Robertson Trading Co. in the town of La Ronge, Sask., might be the only grocery store in Canada where a good portion of the inventory is not for sale.
Sure, residents and visitors passing through on their way to hunt and fish the province’s boreal wilderness can stop in to pick up dry goods, camping supplies and some of in-house butcher Guthrie Winn’s sausage (former prime minister Stephen Harper is a fan), and trappers can still sell raw furs or trade for groceries.
But it’s the stuff mounted on the walls and hanging from the ceiling — taxidermied wildlife, buckskin jackets, wood and bone carvings, airbrushed drums, birchbark canoes — that makes Robertson truly special, a sort of living museum to a way of life that is at risk of disappearing.
“A lot of the things you see are not for sale, they’re part of his collection, or we really love them and don’t want to part with them,” says Diane Robertson. She’s referring to her late father-in-law, Alex, who left a decades-long career as a fur buyer with Hudson’s Bay Company to purchase the La Ronge Grocery Store in 1967. In the 1970s, global demand for high-quality furs fuelled a Canadian export industry worth hundreds of millions of dollars annually, and, in spite of competition from HBC, within seven years the Robertsons were able to build a bigger store beside the original building, at which point they changed the name to Robertson Trading Co. They would renovate twice more over the years to expand the business, which today is run by Alex’s son Scott.
Robertson attributes Alex’s success to the relationships he forged with trappers in the area and their families. She says he had “a real love” of Indigenous handicrafts, and would buy buckskin jackets if someone needed the money — or just because he liked them. The store still sells moccasins made of tanned moose hide, beaded by hand and trimmed with otter fur by local Cree artist Cathy Clinton Ratt, a member of the Lac La Ronge Indian Band.
A small office above the shop floor houses surplus goods and the things too precious to be displayed, including birchbark baskets and binders full of delicate birchbark biting, which traditionally were used as stencils for beading but are also elaborate artworks in their own right. A painting of Alex holding up two wolverine pelts by local Métis artist Roger Jerome has pride of place in the creaky stairwell.

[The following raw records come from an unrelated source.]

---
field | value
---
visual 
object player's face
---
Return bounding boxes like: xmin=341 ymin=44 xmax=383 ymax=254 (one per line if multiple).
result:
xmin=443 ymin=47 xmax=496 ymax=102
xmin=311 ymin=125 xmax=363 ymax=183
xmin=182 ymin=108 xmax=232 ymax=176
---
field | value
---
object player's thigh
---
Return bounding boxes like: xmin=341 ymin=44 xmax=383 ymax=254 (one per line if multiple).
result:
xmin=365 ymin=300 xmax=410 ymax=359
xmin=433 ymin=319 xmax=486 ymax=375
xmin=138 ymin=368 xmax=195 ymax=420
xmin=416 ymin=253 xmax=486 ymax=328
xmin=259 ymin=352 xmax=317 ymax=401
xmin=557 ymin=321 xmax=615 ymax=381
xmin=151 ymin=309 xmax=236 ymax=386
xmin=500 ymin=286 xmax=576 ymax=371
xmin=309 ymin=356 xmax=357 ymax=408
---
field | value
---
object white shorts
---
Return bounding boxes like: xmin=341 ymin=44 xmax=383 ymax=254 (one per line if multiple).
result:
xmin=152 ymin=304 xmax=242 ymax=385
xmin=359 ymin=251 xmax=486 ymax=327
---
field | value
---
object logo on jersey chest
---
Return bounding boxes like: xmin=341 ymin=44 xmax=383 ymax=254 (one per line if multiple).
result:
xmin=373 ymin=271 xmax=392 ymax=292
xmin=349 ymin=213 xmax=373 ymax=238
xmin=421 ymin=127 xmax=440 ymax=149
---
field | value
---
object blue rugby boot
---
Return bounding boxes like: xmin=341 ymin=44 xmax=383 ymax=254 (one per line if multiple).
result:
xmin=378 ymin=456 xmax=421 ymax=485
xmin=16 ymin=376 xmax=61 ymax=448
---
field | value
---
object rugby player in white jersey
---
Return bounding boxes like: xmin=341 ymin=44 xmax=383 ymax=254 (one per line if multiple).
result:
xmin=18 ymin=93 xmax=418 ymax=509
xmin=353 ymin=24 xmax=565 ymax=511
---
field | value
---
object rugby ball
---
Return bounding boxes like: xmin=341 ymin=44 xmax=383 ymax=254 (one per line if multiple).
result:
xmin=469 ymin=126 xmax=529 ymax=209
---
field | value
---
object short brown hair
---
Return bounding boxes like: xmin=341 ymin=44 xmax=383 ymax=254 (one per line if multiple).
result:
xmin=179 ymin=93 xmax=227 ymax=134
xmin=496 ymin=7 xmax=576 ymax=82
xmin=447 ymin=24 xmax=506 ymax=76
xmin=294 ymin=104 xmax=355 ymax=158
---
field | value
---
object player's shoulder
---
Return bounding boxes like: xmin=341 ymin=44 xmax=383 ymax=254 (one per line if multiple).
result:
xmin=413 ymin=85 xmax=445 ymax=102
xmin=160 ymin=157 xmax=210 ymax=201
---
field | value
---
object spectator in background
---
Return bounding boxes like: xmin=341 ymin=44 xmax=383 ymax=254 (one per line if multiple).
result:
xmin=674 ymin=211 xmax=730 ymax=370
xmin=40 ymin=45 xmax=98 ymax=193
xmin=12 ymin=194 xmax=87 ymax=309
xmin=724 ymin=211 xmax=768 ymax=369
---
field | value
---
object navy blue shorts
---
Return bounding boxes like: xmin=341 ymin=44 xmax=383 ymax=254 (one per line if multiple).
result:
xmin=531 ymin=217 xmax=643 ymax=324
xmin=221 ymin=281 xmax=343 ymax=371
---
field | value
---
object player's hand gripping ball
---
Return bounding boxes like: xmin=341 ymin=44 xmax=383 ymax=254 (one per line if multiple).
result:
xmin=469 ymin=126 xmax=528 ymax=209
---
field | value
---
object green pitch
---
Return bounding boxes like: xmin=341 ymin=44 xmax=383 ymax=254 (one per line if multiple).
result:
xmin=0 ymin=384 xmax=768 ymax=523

These days, the price of fur is fashion-dependent, but the industry is ticking along. “The only thing that’s going extinct are the trappers,” Robertson says. The advent of the digital age and the intergenerational trauma of residential schools have created a traditional knowledge gap that Cree Elders are working to bridge.
“They’re trying to keep it in the schools and teach kids handicrafts and trapping,” says Robertson. “We just have to see whether or not somebody will take it on.”